I've been running a small database (MySQL) with a home-made "CMS" all on a windows box and I've been asked to migrate it to a legitimate server (MS SQL Server) and a better CMS. I did the development CMS work in Drupal 8 against the MySQL database.
Now I'm starting to install everything on SQL Server and it is VERY slow. I was running Apache2.4 and PHP7.1, but running the thread-safe version of PHP7. Should I be using the non-thread-safe version? A "Drupal on Windows" guide suggested certain settings for realpath and opcache:
opcache.enable=1
opcache.enable_cli=1
opcache.memory_consumption=128
opcache.interned_strings_buffer=8
opcache.max_accelerated_files=4000
opcache.revalidate_freq=60
opcache.fast_shutdown=1
realpath_cache_size=5M
realpath_cache_ttl=1800
One piece of the instructions I followed was to install wincache. However, wincache is only available for non-thread-safe PHP. I managed to get around it by commenting out two lines of code that called wincache functions, and Drupal did install, but quite slowly. Would the lack of wincache be the source of my performance problem?
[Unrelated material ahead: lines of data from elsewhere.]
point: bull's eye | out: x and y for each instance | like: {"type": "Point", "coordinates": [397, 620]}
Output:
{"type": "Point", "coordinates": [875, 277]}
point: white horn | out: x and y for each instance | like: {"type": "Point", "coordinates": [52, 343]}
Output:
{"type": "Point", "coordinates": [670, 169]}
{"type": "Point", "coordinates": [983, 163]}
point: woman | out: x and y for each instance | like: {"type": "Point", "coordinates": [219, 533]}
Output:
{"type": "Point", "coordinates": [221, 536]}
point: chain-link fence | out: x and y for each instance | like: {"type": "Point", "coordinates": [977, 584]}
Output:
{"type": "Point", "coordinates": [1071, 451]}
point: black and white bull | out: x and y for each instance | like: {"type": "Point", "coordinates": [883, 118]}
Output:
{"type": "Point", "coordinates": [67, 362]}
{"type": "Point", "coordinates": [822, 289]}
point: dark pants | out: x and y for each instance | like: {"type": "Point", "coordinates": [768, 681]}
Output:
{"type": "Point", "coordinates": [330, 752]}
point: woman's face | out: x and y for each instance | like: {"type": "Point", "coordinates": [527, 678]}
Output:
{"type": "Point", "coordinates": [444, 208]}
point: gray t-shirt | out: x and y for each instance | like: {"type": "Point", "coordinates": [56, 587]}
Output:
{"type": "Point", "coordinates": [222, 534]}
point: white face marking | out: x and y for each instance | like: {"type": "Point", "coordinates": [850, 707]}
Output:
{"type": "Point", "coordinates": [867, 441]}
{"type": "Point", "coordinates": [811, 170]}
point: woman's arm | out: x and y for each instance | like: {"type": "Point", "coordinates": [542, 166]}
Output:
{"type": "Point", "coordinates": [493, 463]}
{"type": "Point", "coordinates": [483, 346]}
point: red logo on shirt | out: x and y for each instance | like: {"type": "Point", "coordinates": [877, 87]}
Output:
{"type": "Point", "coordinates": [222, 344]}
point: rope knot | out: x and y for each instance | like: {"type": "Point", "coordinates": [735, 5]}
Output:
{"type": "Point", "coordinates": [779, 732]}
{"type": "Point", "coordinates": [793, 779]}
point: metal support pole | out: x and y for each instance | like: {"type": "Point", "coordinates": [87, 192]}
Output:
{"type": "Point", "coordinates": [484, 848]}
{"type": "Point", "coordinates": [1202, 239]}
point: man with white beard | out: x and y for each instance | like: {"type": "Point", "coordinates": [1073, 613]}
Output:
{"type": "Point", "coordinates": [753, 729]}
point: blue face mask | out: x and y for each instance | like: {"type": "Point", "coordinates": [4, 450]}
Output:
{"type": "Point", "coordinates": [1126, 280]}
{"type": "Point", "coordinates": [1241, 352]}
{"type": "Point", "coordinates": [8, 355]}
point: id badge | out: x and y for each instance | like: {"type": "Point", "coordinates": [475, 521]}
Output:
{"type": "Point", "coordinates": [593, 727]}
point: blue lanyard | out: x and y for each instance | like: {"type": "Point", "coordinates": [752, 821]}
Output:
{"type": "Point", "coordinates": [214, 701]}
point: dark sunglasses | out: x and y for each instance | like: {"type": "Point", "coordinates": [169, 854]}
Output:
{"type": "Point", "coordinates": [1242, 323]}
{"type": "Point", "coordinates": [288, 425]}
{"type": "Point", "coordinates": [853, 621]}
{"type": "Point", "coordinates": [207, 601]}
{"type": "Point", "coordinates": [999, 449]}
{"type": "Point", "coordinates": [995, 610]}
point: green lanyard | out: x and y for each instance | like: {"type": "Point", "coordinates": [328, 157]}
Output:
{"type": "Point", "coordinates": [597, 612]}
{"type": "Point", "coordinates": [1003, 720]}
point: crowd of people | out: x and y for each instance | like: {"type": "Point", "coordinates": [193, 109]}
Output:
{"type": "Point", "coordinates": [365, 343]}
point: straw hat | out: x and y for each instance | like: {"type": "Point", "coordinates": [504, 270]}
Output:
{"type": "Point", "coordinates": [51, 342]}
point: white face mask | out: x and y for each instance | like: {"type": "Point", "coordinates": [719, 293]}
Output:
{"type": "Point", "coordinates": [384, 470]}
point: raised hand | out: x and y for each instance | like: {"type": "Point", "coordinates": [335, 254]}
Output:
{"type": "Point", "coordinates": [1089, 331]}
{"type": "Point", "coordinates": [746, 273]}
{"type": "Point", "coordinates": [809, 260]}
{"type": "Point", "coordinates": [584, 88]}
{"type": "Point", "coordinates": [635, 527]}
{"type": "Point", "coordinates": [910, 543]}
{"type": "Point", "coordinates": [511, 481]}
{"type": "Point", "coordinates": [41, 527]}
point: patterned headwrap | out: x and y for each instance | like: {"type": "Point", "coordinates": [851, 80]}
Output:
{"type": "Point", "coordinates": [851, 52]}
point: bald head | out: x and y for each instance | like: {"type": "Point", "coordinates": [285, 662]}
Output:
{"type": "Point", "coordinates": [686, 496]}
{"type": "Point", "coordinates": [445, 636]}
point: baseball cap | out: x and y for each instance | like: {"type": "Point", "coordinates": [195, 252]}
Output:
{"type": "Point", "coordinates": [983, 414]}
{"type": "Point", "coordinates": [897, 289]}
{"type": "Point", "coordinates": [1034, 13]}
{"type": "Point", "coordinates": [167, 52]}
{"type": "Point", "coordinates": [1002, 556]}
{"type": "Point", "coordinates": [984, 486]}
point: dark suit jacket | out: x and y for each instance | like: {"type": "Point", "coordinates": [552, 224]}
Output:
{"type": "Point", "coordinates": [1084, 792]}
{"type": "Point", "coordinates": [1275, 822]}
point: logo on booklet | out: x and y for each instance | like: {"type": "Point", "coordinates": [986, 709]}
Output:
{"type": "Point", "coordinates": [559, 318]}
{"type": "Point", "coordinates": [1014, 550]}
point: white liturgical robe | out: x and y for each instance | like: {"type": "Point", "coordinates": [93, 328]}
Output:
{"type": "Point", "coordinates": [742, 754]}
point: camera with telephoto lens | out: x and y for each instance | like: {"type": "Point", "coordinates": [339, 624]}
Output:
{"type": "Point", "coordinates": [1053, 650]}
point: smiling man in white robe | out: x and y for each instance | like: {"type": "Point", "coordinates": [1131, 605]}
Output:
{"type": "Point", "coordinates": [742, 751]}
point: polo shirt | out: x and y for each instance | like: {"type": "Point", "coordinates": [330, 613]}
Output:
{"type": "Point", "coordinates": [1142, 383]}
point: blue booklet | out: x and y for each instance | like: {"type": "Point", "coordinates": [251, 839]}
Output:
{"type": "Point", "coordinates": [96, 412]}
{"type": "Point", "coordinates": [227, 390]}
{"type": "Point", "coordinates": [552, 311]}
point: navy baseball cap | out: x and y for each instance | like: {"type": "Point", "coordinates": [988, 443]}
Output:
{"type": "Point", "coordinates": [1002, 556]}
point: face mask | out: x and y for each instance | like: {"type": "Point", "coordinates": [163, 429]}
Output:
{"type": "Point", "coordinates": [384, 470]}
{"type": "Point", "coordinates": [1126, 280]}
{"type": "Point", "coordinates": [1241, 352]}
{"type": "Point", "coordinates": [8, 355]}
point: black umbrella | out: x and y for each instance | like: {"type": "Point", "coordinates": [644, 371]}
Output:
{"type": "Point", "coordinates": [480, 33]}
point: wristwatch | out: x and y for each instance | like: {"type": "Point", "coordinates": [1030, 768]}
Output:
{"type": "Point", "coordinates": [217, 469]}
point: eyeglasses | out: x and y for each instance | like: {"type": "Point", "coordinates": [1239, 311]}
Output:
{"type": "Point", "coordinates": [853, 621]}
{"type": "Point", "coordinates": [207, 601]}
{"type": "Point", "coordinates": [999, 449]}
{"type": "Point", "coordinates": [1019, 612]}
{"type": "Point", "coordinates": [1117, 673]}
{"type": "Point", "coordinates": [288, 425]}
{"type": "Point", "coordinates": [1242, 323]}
I downloaded the non-thread-safe PHP7, mod_fcgid for Apache, and wincache. I have everything running, but it is still slow. Is there an ideal way to interface Apache with SQL Server? When I say slow, I mean a drupal module installation is inserting one record per second. My MySQL setup was doing 4000 records an a couple seconds. it will eventuall die with the error:
[fcgid:warn] [pid 2668:tid 940] (OS 109)The pipe has been ended. : [client ::1:56937] mod_fcgid: get overlap result error,
The Mysql server was on the same laptop as the Apache server, while this SQL Server server is half a state away.